Selain itu, kenaikan harga ekspor BRICS—mulai dari bahan mentah hingga barang setengah jadi—dapat menjadi berkah bagi produsen Rusia. Semakin mahal barang impor, semakin kuat dorongan untuk meningkatkan produksi dalam negeri. Secara paradoks, tarif yang dimaksudkan sebagai hukuman justru bisa menjadi penyelamat.
Jika Washington melangkah lebih jauh—misalnya mengganggu dominasi dolar atau membatasi akses ke SWIFT—negara-negara BRICS sudah memiliki alternatif. CIPS dan SPFS, sistem pembayaran masing-masing, memang belum sempurna, tapi cukup untuk menjalankan transaksi.

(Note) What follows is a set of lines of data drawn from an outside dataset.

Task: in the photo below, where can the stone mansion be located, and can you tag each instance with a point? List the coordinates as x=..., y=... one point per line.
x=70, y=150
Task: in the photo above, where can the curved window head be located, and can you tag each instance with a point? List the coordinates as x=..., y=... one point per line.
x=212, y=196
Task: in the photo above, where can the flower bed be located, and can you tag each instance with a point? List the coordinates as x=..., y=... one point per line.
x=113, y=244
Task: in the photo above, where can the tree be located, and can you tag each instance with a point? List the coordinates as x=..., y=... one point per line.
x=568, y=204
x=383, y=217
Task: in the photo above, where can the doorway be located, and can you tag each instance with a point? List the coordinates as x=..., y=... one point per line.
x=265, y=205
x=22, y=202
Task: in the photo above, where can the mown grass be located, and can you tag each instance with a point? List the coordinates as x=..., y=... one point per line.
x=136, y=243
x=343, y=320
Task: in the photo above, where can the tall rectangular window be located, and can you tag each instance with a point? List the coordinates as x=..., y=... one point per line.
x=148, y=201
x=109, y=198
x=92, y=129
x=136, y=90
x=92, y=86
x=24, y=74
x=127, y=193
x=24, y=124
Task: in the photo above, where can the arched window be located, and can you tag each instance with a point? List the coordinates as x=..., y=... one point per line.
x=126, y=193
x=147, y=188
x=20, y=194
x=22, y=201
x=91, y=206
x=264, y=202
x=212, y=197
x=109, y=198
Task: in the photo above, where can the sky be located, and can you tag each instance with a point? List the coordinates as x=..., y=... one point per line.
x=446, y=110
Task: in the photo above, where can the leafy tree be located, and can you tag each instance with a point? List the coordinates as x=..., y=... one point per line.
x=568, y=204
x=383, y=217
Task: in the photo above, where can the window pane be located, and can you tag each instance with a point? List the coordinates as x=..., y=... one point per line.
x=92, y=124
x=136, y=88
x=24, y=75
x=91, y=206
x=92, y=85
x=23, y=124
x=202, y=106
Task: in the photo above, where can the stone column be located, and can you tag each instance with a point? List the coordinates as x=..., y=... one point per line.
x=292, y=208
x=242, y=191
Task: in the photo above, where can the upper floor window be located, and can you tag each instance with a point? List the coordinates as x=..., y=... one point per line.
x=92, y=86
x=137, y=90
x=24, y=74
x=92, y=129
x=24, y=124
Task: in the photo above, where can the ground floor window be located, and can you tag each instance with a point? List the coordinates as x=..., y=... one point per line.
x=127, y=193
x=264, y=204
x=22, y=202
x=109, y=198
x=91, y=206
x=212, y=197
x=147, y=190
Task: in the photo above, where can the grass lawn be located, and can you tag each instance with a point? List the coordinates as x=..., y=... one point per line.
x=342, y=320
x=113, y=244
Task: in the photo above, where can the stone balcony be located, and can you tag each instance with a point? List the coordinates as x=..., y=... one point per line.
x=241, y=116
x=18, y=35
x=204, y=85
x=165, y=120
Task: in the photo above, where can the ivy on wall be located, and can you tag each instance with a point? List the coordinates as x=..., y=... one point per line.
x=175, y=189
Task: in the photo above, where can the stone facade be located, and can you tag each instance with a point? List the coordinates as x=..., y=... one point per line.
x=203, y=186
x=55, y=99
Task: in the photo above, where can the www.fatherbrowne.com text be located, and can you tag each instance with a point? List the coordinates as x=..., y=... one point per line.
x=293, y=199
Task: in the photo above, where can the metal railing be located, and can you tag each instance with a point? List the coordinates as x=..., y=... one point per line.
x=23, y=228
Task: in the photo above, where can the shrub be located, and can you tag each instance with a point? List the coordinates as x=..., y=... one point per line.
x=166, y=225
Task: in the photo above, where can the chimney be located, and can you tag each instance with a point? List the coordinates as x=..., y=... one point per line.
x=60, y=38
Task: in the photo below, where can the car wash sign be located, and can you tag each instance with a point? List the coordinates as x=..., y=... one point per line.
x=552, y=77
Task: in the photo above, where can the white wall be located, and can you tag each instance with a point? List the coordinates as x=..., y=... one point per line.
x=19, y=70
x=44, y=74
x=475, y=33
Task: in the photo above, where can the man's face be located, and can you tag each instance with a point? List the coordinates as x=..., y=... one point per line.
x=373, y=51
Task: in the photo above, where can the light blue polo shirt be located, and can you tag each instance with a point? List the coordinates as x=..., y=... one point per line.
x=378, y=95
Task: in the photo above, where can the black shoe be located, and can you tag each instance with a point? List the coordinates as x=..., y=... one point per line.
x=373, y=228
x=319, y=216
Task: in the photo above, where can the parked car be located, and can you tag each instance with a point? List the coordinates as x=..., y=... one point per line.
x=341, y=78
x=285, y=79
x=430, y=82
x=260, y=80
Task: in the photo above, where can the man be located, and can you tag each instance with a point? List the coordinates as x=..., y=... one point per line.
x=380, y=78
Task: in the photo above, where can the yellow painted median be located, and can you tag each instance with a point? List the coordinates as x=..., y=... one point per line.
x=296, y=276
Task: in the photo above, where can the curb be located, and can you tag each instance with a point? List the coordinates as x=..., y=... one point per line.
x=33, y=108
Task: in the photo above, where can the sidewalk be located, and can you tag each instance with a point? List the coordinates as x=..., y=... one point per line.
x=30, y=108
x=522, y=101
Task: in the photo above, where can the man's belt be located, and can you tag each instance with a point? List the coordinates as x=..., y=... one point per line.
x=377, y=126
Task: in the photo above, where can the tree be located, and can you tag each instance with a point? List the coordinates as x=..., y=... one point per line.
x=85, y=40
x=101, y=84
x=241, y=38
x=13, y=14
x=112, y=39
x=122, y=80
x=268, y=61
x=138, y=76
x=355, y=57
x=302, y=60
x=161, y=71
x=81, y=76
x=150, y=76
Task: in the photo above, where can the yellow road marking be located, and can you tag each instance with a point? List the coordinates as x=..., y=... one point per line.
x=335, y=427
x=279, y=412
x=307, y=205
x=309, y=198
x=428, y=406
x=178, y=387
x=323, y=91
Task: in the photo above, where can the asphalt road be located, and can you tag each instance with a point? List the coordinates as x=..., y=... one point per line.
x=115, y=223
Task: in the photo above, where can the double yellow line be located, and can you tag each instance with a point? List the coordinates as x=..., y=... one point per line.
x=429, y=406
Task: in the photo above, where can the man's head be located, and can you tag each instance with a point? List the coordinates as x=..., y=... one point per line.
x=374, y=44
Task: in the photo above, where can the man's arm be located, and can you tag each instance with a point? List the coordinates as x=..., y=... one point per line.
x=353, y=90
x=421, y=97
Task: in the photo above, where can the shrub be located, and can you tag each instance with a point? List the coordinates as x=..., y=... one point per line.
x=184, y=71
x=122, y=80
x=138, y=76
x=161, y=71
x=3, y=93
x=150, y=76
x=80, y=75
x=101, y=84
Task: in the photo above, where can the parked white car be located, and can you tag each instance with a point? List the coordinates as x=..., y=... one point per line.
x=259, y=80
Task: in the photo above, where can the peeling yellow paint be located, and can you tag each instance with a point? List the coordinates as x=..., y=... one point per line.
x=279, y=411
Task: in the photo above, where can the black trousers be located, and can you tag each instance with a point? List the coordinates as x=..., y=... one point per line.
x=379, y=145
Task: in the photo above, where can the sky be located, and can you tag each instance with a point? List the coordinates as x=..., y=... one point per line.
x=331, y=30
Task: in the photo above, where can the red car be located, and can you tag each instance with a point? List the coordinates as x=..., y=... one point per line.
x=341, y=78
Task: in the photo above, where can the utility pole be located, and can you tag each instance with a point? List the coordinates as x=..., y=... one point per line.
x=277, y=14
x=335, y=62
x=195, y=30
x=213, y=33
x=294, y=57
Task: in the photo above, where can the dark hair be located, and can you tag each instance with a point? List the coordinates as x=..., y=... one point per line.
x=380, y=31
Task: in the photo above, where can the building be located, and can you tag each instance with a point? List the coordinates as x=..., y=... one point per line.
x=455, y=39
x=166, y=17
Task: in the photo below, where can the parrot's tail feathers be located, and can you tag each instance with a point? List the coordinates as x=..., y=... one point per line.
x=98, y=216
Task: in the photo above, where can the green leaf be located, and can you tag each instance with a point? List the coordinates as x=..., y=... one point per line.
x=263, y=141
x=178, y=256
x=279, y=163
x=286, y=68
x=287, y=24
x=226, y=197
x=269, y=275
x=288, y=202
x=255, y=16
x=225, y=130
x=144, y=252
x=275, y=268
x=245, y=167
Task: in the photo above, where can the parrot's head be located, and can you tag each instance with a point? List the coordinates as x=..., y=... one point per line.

Terakhir, ada dimensi geopolitik. Jika negara-negara yang menjadi sasaran bersatu, Tiongkok bisa saja memimpin “aliansi anti-tarif,” yang bukan tidak mungkin akan mencakup Rusia dan negara-negara Uni Eropa yang kesal dengan taktik Trump. Ancaman bisa berubah menjadi koalisi.
Jika skenario ini terwujud, inisiatif Trump bisa tercatat dalam sejarah sebagai contoh ketika serangan terhadap kelompok BRICS justru berbalik arah.